At the historic Italian venue, the young Audi Sport Italia guns may not have succeeded in impersonating miracle workers across two successive GT3 rounds. However, their stunning Saturday comeback win on wet and today fifth place on a glorious Sunday afternoon was an effort good enough to keep Bar Baruch alive as an Italian champ hopeful and send Mattia Drudi back to his usual Mobil 1 Porsche Supercup chores happy to have posted his maiden GT3 win.

The Karmiel, Israel-based driver will return to the deciding rounds at the Mugello finale nourishing his 132 points haul. After claiming at Monza his third 2018 win (in the previous ones he was alongside Audi stars Marcel Fässler and Jamie Green), Baruch is poised to make his best to spoil the showdown between Lamborghini’s leading duo (and Monza Sunday winners) Giacomo Altoé, Daniel Zampieri and Ferrari’s former champ Stefano Gai. They boast respectively 143 and 138 points, therefore Baruch will play an underdog role.

An underdog role that he and Drudi starred in on Saturday, as drizzle early on and then rain fell over the Villa Reale park.

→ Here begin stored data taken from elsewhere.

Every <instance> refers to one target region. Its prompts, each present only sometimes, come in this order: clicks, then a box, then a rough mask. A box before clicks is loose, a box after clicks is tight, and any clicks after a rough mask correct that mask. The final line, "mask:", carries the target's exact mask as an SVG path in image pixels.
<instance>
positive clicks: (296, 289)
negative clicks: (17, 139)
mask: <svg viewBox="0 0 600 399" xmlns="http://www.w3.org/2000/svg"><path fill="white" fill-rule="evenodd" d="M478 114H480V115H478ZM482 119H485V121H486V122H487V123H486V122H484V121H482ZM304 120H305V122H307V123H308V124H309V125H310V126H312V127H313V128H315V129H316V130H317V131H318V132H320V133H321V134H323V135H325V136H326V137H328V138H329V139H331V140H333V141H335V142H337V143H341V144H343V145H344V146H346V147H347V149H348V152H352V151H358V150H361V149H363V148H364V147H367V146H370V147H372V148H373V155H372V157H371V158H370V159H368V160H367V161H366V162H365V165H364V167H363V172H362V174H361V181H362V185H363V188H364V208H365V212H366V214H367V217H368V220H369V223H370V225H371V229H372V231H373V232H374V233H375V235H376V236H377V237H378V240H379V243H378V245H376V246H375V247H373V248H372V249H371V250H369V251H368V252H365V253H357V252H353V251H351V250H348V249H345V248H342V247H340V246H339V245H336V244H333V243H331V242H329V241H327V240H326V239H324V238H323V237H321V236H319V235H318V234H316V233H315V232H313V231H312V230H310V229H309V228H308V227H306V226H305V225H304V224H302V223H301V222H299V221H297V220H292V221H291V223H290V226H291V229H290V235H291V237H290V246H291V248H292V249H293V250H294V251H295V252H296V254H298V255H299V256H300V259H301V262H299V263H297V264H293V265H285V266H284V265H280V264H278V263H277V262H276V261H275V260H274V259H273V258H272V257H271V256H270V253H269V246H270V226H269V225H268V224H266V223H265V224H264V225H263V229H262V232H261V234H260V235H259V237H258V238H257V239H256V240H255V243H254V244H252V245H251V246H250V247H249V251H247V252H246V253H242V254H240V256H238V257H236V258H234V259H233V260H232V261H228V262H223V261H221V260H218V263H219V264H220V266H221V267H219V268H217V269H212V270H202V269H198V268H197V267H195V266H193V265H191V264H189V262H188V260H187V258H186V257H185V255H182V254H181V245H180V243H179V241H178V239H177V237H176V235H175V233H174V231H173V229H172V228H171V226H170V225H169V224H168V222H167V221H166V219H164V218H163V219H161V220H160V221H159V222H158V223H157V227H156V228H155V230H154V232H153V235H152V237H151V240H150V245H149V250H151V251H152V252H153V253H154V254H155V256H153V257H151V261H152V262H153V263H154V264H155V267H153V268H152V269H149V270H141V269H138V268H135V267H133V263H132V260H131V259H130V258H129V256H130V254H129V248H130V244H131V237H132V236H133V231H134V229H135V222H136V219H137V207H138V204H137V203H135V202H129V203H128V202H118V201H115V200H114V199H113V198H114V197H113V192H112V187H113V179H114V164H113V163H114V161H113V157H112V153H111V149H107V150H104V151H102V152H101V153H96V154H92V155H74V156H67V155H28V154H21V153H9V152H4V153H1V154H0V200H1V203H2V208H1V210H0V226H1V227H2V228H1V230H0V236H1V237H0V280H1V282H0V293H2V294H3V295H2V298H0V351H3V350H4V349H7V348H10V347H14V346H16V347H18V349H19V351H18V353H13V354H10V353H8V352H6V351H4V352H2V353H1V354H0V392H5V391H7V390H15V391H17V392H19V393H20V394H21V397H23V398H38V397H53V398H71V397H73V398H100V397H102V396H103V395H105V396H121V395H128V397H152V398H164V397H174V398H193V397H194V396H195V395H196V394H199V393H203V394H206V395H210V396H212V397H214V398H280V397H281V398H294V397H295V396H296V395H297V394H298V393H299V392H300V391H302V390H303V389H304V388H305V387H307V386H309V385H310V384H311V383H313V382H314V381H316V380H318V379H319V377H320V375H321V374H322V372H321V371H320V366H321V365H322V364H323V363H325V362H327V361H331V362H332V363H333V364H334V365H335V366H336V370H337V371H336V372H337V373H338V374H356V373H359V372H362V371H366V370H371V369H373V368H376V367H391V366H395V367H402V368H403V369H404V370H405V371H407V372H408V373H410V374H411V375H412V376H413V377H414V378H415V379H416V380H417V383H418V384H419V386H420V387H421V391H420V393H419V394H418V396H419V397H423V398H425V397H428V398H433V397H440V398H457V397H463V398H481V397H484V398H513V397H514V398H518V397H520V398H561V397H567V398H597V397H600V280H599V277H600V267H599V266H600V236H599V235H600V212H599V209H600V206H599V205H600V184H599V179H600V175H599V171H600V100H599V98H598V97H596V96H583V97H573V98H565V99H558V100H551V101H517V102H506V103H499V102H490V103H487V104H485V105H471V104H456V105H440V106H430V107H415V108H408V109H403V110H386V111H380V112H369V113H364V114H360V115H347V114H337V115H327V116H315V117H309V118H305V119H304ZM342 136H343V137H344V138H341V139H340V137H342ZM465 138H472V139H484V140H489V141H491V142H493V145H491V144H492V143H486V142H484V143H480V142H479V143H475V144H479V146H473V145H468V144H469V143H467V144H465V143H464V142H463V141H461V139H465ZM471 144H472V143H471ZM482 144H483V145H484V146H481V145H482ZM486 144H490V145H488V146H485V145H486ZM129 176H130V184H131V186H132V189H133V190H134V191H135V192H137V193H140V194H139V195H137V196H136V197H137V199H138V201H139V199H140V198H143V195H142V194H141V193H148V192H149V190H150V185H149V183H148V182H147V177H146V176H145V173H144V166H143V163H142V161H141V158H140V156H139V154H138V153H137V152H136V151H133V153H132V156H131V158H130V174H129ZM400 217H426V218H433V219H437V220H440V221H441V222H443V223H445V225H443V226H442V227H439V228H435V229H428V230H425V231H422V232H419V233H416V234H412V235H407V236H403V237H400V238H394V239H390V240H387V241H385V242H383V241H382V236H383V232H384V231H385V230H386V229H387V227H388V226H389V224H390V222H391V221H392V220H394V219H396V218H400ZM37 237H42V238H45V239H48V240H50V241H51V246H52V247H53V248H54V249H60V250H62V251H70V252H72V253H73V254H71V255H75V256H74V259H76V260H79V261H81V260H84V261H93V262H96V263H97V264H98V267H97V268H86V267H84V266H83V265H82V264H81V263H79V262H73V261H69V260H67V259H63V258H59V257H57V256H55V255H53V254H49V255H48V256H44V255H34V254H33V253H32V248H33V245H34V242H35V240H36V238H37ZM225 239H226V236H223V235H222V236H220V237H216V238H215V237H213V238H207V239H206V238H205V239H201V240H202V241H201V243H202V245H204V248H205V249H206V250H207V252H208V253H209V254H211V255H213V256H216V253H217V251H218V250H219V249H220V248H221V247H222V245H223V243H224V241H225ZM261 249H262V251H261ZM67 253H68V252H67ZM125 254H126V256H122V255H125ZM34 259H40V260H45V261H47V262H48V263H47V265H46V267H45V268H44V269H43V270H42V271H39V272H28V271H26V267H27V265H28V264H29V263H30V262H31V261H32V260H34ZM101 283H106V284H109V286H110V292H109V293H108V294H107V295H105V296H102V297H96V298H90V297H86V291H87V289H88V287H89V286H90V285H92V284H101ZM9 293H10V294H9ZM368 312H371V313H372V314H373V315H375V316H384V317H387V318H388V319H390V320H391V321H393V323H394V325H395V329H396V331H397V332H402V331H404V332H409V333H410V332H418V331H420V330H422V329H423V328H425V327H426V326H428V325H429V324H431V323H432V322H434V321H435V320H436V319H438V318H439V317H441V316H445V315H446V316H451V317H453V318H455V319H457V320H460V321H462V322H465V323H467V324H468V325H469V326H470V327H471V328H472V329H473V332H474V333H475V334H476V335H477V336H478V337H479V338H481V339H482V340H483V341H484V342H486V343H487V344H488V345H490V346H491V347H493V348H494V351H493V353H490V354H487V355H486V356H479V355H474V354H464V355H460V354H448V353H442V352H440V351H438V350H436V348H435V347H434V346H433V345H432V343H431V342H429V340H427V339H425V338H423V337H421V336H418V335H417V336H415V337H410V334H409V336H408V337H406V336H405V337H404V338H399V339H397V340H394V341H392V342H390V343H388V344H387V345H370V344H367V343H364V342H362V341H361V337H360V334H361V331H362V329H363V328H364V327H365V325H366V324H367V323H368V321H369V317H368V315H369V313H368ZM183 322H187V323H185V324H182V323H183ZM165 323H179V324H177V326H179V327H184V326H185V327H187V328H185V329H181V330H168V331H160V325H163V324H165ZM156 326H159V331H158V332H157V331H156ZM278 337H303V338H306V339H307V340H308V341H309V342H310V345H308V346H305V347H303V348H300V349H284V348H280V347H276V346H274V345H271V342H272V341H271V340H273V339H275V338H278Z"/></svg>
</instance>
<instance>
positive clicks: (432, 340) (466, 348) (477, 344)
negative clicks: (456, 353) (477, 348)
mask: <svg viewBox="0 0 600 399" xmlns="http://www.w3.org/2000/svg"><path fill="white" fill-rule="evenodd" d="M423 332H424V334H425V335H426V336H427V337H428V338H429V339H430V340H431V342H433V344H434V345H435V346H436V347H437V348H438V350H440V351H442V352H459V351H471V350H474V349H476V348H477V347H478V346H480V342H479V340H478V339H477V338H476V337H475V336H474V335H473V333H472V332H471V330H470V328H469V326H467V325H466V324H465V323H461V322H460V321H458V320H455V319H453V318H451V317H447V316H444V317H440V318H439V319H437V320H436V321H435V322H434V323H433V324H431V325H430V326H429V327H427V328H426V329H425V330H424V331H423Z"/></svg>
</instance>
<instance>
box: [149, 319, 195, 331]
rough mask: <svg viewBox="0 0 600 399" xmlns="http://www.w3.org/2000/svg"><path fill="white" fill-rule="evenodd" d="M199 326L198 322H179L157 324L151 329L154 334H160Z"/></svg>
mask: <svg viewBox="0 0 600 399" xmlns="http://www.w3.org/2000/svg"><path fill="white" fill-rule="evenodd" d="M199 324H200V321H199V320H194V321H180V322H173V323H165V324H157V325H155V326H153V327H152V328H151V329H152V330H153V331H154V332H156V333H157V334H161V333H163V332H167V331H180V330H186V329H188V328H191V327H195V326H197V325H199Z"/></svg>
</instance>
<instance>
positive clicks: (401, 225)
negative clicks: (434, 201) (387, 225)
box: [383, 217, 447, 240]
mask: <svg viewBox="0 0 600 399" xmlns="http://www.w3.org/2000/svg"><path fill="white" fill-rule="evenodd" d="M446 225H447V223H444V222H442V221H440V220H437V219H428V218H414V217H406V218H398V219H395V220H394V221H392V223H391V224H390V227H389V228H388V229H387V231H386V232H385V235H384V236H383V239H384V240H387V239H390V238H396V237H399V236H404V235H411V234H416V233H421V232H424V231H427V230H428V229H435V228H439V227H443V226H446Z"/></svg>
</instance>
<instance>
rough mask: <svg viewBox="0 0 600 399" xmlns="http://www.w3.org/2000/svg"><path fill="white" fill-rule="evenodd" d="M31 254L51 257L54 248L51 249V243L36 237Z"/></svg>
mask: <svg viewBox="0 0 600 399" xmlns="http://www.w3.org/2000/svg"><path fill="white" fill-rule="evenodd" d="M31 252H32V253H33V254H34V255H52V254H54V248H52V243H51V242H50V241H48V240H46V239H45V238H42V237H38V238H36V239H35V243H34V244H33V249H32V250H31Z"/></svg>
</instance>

Starting from row four Baruch had an excellent stint, moving up from P7 to runnerup behind Gai’s Ferrari. As the track deceptively looked on the verge of drying up, Audi Sport Italia and most teams opted to swap rain tyres for slicks. All the drivers taking the wheel in the second half of the race soon found out that it had been an optimistic move. As it is no one proved more versed for low-grip skills than Drudi: in spite of being one of the youngest on track, the Rimini-born driver tamed the slippery track and the opposition, posting a deserved and nail-biting victory in his third race sitting in a GT3 Audi.

Saturday heroics however today did not help Drudi to make the gap from the leading Ferraris and Lamborghinis: he had to call himself happy to recover a couple of spots, moving up from P7 to P5. On top of that his Israeli team mate also had to cope with the 15-second handicap-time prize that comes attached to every Italian GT win, and he deemed himself lucky to stay in P5 as he resumed the race, trying to close the gap from Gai’s Ferrari and fending off the challenge from the following 488 driven by Daniel Mancinelli and Andrea Fontana.